Now, the evidence they provide includes the longevity of trees in their sugarbush that have been tapped for close to a century. They argue that proper tapping practices, like using smaller "health" spouts and following conservative guidelines, ensure the trees' well-being. They also mention the positive impact on trees due to thinning out the surrounding forest, providing extra light, water, and nutrients to the chosen trees.
However, they acknowledge that modern sugarmaking has evolved with new technologies, allowing for increased sap collection. The article explores the question of whether taking more sap from a tree in modern sugarmaking practices can be harmful. The conclusion seems to be that, at least for now, the answer is likely still "no," but they delve into the complexity of understanding how much sap a tree can afford to lose.
They discuss the dual nature of sap, consisting of water and sugar, and the challenge of tracing the source of groundwater in collected sap. The sugar in sap is identified as part of a tree's nonstructural carbohydrate reserves, acting like a bank account for the tree. The historical context of this is tied to the tree's various seasonal needs, from growing leaves in spring to establishing cold hardiness in fall.
To support the argument, they refer to a historical report from 1903 by Dr. C.H. Jones, suggesting that traditional sugarmakers do not harm trees significantly, removing only a small percentage of carbohydrate reserves. They acknowledge the limitations of this data, given the tree size considered in the study and the impracticality of applying it to larger trees.
The article mentions a more recent study in 2010 by Mark Isselhardt, exploring carbohydrate reserves in trees under high vacuum during and after the sugaring season.

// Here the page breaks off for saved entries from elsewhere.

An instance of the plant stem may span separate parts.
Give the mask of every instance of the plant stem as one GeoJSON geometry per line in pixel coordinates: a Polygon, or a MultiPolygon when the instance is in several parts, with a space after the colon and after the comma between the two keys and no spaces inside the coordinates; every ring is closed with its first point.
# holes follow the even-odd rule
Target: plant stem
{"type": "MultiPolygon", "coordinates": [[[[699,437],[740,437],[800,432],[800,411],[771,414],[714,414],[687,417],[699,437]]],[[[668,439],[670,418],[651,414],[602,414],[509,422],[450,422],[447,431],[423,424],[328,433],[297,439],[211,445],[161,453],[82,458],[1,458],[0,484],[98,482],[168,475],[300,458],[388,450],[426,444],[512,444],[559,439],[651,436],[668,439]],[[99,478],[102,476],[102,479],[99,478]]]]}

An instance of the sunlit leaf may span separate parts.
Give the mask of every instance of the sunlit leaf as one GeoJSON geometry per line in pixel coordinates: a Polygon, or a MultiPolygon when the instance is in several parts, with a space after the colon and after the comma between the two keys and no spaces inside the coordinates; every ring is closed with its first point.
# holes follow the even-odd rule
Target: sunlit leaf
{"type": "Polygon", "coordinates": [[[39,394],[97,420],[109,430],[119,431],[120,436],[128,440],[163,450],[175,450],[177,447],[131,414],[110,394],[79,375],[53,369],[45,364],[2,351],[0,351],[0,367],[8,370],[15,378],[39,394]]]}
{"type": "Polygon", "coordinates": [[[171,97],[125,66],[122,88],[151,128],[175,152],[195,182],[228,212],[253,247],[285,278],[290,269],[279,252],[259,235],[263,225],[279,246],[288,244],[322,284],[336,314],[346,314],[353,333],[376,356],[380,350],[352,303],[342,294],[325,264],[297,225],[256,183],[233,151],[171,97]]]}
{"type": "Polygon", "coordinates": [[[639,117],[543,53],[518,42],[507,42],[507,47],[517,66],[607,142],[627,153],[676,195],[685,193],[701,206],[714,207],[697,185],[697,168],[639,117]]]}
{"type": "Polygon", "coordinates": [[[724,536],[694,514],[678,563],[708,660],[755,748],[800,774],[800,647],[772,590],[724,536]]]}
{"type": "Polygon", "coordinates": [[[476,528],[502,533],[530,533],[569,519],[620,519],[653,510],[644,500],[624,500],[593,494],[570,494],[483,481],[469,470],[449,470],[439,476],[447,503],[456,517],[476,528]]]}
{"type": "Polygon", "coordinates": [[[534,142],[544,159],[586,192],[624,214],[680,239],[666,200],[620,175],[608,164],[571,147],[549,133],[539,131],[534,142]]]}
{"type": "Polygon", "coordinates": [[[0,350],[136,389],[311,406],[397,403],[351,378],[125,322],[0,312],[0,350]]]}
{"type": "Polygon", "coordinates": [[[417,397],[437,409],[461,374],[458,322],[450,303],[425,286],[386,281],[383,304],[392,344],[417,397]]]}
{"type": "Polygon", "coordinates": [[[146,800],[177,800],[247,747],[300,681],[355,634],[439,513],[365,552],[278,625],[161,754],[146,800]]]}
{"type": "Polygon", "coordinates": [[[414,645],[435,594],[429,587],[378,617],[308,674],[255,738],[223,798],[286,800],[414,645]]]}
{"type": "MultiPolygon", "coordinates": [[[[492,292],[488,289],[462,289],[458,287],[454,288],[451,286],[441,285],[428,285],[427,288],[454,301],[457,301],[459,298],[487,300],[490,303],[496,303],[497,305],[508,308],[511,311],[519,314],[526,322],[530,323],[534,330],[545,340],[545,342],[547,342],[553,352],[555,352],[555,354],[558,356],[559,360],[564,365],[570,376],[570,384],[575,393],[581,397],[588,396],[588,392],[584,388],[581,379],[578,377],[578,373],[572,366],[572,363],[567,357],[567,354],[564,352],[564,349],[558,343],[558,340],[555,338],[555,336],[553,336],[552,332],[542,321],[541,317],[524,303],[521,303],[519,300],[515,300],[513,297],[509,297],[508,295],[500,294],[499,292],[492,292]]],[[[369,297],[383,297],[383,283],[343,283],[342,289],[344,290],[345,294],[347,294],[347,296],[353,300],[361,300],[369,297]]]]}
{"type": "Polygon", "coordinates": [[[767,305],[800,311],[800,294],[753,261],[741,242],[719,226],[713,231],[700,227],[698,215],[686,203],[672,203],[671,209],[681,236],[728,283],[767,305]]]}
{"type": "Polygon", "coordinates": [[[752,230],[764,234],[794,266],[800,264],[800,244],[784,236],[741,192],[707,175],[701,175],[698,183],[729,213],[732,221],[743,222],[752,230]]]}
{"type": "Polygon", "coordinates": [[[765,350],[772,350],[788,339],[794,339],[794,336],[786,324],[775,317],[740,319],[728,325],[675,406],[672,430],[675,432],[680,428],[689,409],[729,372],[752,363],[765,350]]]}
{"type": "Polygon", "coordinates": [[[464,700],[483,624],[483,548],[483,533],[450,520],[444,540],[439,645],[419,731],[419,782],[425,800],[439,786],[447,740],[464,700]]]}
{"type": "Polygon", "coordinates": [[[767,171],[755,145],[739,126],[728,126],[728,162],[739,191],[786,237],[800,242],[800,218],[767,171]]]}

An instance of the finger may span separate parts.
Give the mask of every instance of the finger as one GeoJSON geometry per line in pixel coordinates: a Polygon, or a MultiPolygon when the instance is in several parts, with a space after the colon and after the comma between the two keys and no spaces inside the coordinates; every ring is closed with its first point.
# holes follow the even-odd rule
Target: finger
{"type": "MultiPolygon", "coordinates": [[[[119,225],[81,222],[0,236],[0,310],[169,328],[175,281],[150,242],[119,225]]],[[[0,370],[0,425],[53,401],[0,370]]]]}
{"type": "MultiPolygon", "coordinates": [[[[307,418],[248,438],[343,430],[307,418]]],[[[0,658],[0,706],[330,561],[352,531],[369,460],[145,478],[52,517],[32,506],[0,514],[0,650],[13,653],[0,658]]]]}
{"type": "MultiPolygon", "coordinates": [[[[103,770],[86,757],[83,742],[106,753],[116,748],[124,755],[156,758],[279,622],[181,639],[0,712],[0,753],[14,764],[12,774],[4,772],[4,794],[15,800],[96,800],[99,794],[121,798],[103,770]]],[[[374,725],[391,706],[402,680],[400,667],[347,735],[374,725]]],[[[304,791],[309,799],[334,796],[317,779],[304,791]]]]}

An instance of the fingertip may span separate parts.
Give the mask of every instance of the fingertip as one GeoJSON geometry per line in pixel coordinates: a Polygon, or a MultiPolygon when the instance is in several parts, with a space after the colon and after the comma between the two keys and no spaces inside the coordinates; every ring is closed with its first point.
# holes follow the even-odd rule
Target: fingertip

While the study hints at potential impacts on radial growth due to resource diversion, Isselhardt cautions against conclusive interpretations, highlighting the small sample size and limited statistical power.
In the end, they emphasize the ongoing mystery and complexity of sugaring, highlighting that despite advancements in research, there's still much we don't know about nature and sugaring. The scientific community is portrayed as better at asking questions than providing definitive answers, adding an element of curiosity and ongoing exploration to the field.